The third seat in the current batch of Ashcroft polls is another tight race that he’s surveyed before. He found the Tories clinging on in South Swindon by a single point - 37 to 36 - which he says “leaves the seat too close to call”.
The seat ranks 64th on the list of marginal seats the Tories are defending, with Labour needing a swing of 3.75 per cent to take it. Local Conservatives will be anxious because polling in other Tory-held marginal constituency polls have found Labour achieving bigger swings.
These include Cannock Chase, where Ashcroft found a six-per cent swing to Labour and City of Chester where he discovered an 8.5 per cent swing.
The picture emerging is that Labour have a decent chance of taking 40 or more Tory seats in England.

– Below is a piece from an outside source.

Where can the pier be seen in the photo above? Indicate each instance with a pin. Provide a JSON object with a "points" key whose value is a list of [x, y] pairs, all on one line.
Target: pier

If it wasn’t for the SNP surge in Scotland – where the latest Ipsos-MORI poll has the Nationalists soaring even higher, up two points on 54 per cent while Labour have fallen back five to 20 per cent - Ed Miliband would be on course for a majority victory.
The news from Scotland is truly awful for Labour: they are only three points ahead of the Tories north of the border, unthinkable a few months back. But what is often overlooked is that the Lib Dems are also set to be wiped out in Scotland.
Never mind how many seats he could lose in England - inlcuding his own - Clegg faces losing 11 MPs (including Danny Alexander) north of the border. Even if the Tories wanted the Lib Dems to join a second coalition - debatable after Alexander's intervention - the numbers are surely never going to add up.